The legal status of electronic signatures
The Electronic Signatures Directive 1999/93/EC. Article. 5.2 of the Directive provides for a harmonised and appropriate legal framework for the use of electronic signatures by ensuring the recognition of all electronic signatures as evidence. This covers the full range of electronic signatures – no matter what their form or technology basis – from simple to advanced electronic signatures.
Article 5.2 is implemented into UK law through Section 7 of the Electronic Communications Act 2000. This legislation covers signatures used in all situations.
Other linked legislation
Prescription Only Medicines (Human Use) Order 1997
The Prescription Only Medicines (Human Use) Order 1997, Article 15 was amended in the Prescription Only Medicines (Human Use) (Electronic Communications) Order 2001 to permit prescriptions to be transmitted electronically and using ‘advanced electronic signatures’ as the signed prescription.

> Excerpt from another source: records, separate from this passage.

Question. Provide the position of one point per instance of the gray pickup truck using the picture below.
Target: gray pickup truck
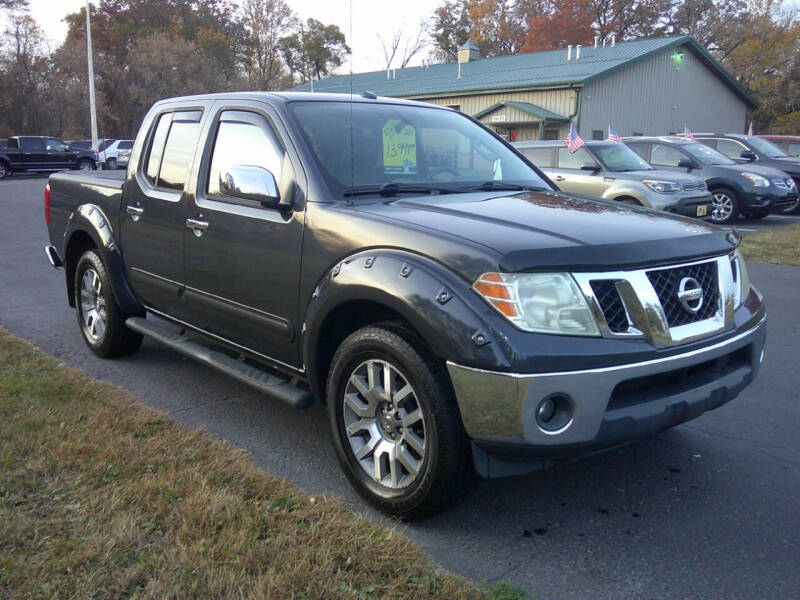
(407, 268)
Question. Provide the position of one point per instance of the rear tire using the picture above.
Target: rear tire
(405, 451)
(100, 319)
(724, 206)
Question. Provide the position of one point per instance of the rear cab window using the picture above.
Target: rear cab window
(172, 149)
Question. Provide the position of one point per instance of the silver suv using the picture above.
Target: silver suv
(612, 171)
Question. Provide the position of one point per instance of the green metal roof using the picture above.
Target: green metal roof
(527, 108)
(534, 70)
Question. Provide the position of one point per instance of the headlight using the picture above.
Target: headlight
(756, 180)
(540, 302)
(741, 280)
(662, 187)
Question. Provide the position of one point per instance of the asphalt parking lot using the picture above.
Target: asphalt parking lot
(709, 509)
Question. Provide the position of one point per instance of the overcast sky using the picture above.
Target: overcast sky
(370, 18)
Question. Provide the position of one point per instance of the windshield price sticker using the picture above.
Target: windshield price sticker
(399, 148)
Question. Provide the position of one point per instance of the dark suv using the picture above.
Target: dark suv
(754, 149)
(752, 190)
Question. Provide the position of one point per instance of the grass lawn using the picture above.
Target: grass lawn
(101, 497)
(777, 245)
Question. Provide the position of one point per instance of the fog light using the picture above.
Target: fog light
(547, 408)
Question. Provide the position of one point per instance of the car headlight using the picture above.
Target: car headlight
(540, 302)
(662, 187)
(741, 280)
(756, 180)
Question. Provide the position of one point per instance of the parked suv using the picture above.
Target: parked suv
(611, 171)
(43, 154)
(110, 155)
(754, 150)
(751, 190)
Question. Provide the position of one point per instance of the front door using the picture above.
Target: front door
(153, 219)
(242, 259)
(570, 177)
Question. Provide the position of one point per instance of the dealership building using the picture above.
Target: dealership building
(641, 87)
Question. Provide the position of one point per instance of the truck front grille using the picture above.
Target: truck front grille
(611, 304)
(666, 281)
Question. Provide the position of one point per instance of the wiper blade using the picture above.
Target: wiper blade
(389, 190)
(500, 186)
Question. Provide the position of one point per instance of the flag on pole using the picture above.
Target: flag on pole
(573, 141)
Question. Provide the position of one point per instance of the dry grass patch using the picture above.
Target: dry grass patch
(778, 245)
(101, 497)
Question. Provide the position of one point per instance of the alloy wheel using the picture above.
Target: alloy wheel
(93, 305)
(384, 424)
(721, 206)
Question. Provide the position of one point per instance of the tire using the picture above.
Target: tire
(756, 214)
(100, 319)
(426, 417)
(724, 206)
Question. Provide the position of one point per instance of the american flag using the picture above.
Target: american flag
(573, 141)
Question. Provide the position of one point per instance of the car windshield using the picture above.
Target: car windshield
(407, 149)
(766, 148)
(707, 155)
(618, 157)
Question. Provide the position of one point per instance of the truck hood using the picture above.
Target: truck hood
(548, 230)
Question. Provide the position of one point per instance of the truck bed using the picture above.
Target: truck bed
(70, 189)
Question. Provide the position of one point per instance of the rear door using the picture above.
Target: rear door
(243, 266)
(153, 209)
(571, 178)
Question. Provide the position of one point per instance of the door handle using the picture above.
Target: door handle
(135, 212)
(197, 226)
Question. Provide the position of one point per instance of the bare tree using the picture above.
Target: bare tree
(404, 49)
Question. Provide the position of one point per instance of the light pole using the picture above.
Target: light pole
(92, 106)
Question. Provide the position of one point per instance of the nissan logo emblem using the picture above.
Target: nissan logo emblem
(690, 294)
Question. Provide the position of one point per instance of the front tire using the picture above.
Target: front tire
(396, 426)
(724, 206)
(100, 319)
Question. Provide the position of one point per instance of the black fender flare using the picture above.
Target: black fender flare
(450, 317)
(91, 220)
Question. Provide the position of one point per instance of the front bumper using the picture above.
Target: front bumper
(609, 406)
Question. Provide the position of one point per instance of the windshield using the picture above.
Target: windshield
(707, 155)
(618, 157)
(766, 148)
(400, 147)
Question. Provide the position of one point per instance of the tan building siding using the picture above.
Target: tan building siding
(560, 101)
(658, 95)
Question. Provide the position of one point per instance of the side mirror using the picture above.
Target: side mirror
(250, 183)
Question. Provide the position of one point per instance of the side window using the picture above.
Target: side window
(541, 157)
(156, 151)
(730, 148)
(574, 161)
(244, 139)
(665, 156)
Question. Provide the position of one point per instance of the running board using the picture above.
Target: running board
(273, 386)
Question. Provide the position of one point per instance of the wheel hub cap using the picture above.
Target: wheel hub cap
(384, 424)
(93, 305)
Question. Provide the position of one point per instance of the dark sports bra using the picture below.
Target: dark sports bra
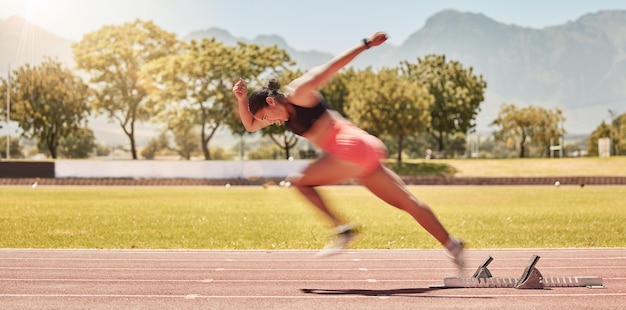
(305, 117)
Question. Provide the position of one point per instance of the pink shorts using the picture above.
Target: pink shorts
(350, 143)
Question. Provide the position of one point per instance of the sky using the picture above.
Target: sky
(323, 25)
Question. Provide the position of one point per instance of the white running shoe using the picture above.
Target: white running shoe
(456, 253)
(343, 235)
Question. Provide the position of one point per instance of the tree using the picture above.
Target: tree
(199, 79)
(14, 145)
(457, 93)
(114, 57)
(387, 102)
(520, 126)
(602, 131)
(48, 102)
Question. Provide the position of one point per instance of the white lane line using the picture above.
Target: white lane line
(292, 269)
(313, 296)
(218, 281)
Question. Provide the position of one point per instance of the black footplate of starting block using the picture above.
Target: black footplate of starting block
(530, 279)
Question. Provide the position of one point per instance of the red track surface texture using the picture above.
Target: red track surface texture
(359, 279)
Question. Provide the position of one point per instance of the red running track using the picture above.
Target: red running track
(355, 279)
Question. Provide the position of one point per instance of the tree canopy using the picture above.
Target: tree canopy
(48, 102)
(457, 93)
(520, 126)
(114, 56)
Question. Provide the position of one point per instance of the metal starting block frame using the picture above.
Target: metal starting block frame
(530, 279)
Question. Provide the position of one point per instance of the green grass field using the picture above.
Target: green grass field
(528, 167)
(277, 218)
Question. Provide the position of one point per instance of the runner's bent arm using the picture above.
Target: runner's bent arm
(303, 90)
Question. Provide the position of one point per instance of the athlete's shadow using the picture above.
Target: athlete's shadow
(393, 292)
(405, 292)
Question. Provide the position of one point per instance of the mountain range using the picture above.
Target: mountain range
(579, 67)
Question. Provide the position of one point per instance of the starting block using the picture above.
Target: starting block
(530, 279)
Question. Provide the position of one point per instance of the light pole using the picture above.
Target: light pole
(611, 144)
(9, 112)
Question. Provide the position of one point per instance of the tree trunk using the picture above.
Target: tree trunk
(400, 145)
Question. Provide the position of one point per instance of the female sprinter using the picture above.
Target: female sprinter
(350, 153)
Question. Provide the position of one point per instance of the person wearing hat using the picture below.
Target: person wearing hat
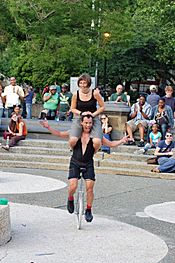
(169, 99)
(139, 119)
(50, 103)
(64, 101)
(164, 153)
(153, 98)
(13, 95)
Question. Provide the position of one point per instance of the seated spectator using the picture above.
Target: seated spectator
(17, 131)
(64, 102)
(119, 96)
(154, 138)
(164, 153)
(2, 101)
(153, 98)
(50, 104)
(28, 99)
(107, 129)
(128, 99)
(140, 115)
(163, 116)
(169, 99)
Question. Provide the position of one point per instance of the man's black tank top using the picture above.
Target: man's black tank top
(88, 155)
(90, 105)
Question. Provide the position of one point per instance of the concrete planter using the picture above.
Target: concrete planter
(118, 115)
(5, 226)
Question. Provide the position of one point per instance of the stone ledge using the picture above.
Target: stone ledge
(5, 226)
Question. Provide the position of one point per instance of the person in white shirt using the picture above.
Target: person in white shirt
(13, 95)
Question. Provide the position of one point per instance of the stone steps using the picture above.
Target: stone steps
(55, 155)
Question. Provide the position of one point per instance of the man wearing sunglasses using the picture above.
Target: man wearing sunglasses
(164, 153)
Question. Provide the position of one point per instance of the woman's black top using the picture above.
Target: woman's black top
(90, 105)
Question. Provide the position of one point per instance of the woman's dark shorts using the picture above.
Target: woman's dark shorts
(88, 170)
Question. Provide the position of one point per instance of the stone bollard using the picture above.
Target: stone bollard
(5, 226)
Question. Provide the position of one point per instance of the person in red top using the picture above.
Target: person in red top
(17, 131)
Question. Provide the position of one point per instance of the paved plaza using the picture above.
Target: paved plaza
(134, 220)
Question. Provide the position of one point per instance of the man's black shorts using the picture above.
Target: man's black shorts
(74, 170)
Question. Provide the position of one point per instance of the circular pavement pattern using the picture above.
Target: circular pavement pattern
(45, 235)
(17, 183)
(164, 211)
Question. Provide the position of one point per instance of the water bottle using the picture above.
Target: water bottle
(7, 141)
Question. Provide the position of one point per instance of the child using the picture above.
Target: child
(155, 137)
(84, 102)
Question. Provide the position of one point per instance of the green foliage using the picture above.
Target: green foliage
(47, 41)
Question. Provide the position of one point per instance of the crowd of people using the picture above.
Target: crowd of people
(90, 127)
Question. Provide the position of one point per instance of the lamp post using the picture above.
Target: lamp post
(106, 38)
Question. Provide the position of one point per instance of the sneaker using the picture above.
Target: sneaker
(88, 215)
(70, 206)
(132, 143)
(6, 147)
(141, 144)
(141, 151)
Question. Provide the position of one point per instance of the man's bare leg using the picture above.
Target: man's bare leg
(73, 183)
(89, 198)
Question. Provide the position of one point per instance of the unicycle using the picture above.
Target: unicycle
(80, 200)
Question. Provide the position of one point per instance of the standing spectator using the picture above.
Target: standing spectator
(107, 129)
(164, 153)
(2, 101)
(153, 98)
(17, 129)
(128, 98)
(169, 99)
(163, 115)
(13, 94)
(119, 96)
(45, 90)
(57, 87)
(50, 104)
(64, 102)
(29, 97)
(140, 115)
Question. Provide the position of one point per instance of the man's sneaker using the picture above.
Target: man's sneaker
(70, 206)
(141, 151)
(88, 215)
(141, 144)
(6, 147)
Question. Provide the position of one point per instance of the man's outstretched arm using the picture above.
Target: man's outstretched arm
(61, 134)
(108, 143)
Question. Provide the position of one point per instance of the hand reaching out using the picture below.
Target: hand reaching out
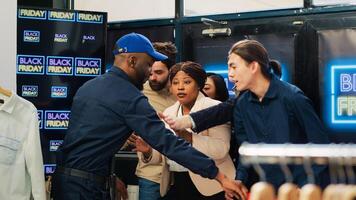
(178, 123)
(141, 145)
(232, 188)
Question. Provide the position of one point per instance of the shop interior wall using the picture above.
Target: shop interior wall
(8, 45)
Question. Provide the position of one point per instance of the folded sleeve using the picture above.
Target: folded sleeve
(212, 116)
(33, 159)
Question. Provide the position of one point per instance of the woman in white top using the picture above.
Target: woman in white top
(187, 81)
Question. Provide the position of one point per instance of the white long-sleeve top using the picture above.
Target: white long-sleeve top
(21, 164)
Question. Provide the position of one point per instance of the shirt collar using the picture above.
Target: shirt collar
(119, 72)
(9, 104)
(271, 91)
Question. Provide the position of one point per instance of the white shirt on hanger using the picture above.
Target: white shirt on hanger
(21, 164)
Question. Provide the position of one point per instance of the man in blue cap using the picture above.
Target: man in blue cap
(105, 111)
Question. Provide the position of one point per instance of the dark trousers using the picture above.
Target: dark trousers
(184, 189)
(65, 187)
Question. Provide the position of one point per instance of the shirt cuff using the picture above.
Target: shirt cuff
(193, 123)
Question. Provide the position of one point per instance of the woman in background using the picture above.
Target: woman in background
(187, 82)
(215, 87)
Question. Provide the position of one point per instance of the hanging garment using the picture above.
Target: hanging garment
(21, 164)
(262, 191)
(310, 192)
(288, 191)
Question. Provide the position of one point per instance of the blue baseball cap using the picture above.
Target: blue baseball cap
(137, 43)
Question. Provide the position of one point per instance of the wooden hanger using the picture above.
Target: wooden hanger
(262, 191)
(5, 92)
(288, 191)
(310, 192)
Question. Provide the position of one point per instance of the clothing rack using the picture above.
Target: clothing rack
(323, 154)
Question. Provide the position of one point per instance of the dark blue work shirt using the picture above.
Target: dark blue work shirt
(104, 113)
(285, 115)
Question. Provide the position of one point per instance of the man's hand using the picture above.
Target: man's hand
(178, 123)
(232, 188)
(131, 141)
(121, 189)
(185, 135)
(141, 145)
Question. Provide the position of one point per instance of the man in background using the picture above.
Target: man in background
(105, 111)
(157, 90)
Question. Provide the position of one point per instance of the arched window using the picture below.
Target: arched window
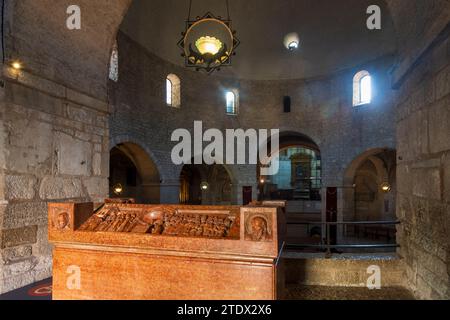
(232, 102)
(173, 91)
(114, 64)
(362, 88)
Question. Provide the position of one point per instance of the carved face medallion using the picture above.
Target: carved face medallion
(61, 221)
(258, 228)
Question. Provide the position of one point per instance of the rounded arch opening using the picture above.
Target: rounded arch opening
(205, 185)
(135, 172)
(299, 177)
(365, 195)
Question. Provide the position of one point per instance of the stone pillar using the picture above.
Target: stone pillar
(170, 192)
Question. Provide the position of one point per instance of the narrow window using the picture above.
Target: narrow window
(366, 90)
(362, 88)
(168, 92)
(173, 91)
(114, 64)
(231, 102)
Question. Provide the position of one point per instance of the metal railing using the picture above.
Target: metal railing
(328, 244)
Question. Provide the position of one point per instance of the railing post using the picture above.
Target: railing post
(328, 255)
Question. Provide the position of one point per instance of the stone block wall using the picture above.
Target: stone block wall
(321, 109)
(55, 147)
(423, 204)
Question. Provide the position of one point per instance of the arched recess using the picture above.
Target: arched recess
(363, 196)
(136, 172)
(77, 59)
(300, 172)
(216, 180)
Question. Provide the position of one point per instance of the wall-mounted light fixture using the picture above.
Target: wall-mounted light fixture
(118, 189)
(292, 41)
(16, 65)
(386, 187)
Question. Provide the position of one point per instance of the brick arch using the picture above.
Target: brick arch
(115, 141)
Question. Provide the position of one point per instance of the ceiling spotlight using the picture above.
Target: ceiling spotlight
(292, 41)
(118, 189)
(386, 187)
(16, 65)
(204, 186)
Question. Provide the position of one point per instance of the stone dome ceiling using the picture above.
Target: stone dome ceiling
(333, 34)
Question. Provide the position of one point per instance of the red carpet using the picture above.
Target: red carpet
(41, 290)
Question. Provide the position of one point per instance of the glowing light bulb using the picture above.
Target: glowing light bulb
(208, 45)
(118, 189)
(292, 41)
(16, 65)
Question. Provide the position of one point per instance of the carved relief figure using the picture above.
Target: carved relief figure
(159, 221)
(62, 221)
(258, 228)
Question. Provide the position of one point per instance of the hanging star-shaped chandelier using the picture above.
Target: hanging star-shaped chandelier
(208, 42)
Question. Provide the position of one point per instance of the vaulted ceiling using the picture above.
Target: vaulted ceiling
(333, 33)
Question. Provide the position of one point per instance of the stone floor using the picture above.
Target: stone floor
(42, 291)
(346, 293)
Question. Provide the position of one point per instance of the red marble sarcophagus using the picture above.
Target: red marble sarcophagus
(131, 251)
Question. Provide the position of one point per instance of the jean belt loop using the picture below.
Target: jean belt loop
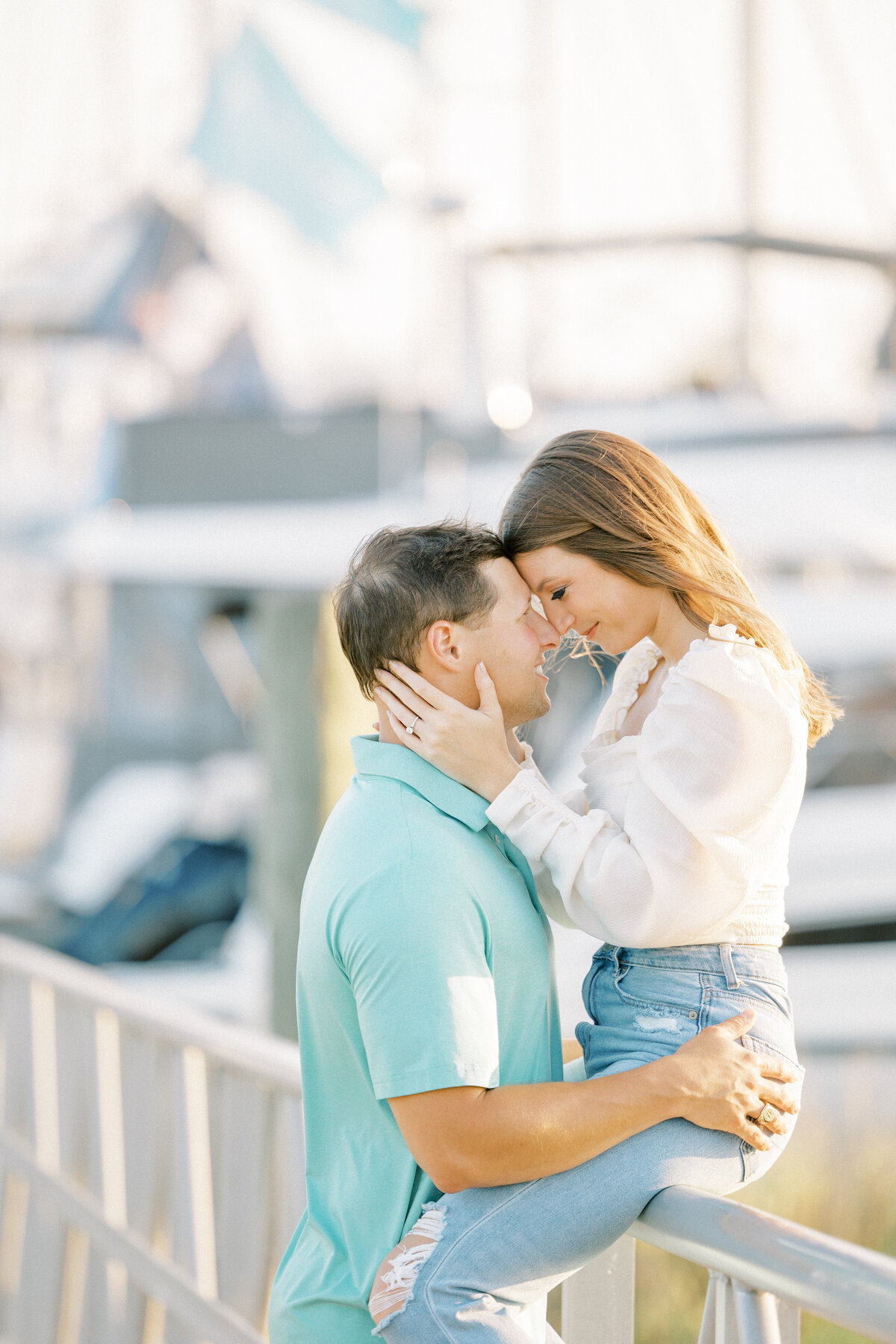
(729, 965)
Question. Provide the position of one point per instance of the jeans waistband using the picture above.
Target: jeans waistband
(718, 959)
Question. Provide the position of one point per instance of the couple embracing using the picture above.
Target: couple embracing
(440, 1117)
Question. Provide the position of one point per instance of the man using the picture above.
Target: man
(432, 1054)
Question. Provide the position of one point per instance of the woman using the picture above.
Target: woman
(673, 853)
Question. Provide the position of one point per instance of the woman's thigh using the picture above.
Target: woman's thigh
(504, 1248)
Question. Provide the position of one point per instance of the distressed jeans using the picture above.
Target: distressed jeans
(497, 1251)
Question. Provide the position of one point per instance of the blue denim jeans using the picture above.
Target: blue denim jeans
(501, 1249)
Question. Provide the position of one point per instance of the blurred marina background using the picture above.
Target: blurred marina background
(274, 273)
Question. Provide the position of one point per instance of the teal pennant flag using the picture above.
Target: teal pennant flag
(257, 129)
(396, 20)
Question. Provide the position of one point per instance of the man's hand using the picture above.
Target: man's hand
(473, 1136)
(719, 1083)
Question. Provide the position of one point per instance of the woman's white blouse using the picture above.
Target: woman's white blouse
(680, 833)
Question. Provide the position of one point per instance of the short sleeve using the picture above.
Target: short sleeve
(417, 956)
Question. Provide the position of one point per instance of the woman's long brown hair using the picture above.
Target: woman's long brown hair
(615, 502)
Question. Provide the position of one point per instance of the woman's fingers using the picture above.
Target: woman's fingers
(410, 739)
(744, 1128)
(429, 692)
(778, 1125)
(403, 692)
(781, 1098)
(395, 709)
(771, 1066)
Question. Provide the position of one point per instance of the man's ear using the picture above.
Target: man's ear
(441, 644)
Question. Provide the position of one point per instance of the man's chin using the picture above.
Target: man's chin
(534, 709)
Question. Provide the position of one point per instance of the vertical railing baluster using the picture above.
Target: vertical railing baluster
(724, 1310)
(788, 1323)
(756, 1316)
(598, 1301)
(112, 1159)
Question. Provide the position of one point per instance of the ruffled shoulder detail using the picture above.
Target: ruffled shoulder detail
(628, 679)
(732, 665)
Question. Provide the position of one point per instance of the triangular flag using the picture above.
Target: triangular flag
(257, 129)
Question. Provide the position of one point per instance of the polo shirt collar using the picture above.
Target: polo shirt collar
(396, 762)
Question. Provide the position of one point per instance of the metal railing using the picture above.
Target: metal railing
(152, 1163)
(151, 1175)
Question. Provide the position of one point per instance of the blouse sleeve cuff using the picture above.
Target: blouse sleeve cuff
(516, 803)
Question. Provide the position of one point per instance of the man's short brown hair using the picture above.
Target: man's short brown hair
(403, 579)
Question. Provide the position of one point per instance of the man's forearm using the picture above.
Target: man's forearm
(526, 1132)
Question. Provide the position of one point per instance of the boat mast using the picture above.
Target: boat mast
(750, 168)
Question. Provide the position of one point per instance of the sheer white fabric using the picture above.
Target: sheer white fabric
(680, 833)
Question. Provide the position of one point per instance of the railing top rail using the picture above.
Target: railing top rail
(841, 1283)
(264, 1057)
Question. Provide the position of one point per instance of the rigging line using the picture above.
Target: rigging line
(859, 140)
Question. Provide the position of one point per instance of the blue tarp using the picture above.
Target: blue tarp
(257, 129)
(396, 20)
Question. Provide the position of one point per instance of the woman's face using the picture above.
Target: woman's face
(579, 594)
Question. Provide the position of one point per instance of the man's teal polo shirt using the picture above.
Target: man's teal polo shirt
(425, 961)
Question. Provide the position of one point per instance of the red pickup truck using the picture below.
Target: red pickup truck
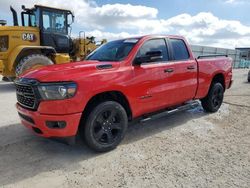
(120, 81)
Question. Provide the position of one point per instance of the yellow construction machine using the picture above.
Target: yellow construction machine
(42, 39)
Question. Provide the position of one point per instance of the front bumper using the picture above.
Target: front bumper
(37, 122)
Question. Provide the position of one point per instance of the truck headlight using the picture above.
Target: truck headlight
(4, 43)
(57, 91)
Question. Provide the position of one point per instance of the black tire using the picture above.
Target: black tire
(214, 98)
(32, 61)
(105, 126)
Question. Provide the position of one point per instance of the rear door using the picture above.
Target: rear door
(180, 78)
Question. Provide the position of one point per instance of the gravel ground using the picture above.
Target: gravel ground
(187, 149)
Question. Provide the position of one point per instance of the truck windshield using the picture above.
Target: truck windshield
(113, 51)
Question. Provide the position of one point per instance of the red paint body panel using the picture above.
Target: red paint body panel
(147, 87)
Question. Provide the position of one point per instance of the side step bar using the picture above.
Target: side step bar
(186, 106)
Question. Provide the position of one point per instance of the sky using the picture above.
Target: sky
(218, 23)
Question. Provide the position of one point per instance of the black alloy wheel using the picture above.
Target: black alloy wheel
(105, 126)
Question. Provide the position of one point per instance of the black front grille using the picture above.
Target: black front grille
(27, 118)
(26, 96)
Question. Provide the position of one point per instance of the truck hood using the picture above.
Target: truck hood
(70, 71)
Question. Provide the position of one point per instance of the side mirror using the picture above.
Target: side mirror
(151, 56)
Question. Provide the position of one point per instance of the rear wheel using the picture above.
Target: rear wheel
(105, 126)
(214, 98)
(31, 62)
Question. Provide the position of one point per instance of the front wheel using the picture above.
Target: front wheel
(214, 98)
(105, 126)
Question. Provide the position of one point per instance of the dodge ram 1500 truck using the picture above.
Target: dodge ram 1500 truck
(121, 80)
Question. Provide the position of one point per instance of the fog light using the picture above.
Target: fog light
(56, 124)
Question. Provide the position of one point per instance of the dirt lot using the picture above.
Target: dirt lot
(188, 149)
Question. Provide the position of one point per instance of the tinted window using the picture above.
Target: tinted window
(154, 45)
(180, 51)
(113, 51)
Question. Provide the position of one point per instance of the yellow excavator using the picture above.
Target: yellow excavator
(43, 38)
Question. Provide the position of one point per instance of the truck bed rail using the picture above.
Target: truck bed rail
(212, 55)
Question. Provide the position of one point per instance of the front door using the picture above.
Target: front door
(149, 77)
(180, 74)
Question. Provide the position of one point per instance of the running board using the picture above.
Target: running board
(186, 106)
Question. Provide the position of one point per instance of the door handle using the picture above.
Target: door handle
(169, 70)
(191, 67)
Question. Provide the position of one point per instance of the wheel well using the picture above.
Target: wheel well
(219, 78)
(105, 96)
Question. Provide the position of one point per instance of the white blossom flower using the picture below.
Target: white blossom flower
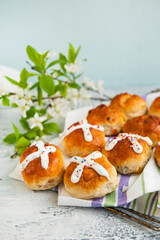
(100, 86)
(74, 67)
(78, 96)
(59, 108)
(2, 92)
(51, 54)
(22, 106)
(28, 96)
(36, 121)
(55, 74)
(72, 94)
(86, 81)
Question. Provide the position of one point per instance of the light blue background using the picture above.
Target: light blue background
(120, 38)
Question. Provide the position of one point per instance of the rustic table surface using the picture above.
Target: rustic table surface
(26, 214)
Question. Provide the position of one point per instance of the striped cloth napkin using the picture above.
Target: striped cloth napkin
(140, 192)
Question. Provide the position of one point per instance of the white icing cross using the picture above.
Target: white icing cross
(85, 126)
(87, 161)
(133, 138)
(42, 152)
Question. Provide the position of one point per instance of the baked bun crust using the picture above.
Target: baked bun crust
(38, 178)
(157, 154)
(145, 126)
(91, 184)
(155, 108)
(75, 144)
(130, 105)
(112, 119)
(125, 159)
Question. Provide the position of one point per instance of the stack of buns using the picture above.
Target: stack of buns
(94, 162)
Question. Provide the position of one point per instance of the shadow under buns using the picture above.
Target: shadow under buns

E-prescriptions have been in widespread use by private online clinics and in the NHS for at least 5 years. There have been some millions of these prescriptions issued in the private sector. The prescriptions of Index Medical Ltd meet all current regulatory requirements. Fast Doctor prescriptions are printable. The GPhC/PSNI inspects retail pharmacies where extensive use is made of e-prescriptions, without concerns having been raised.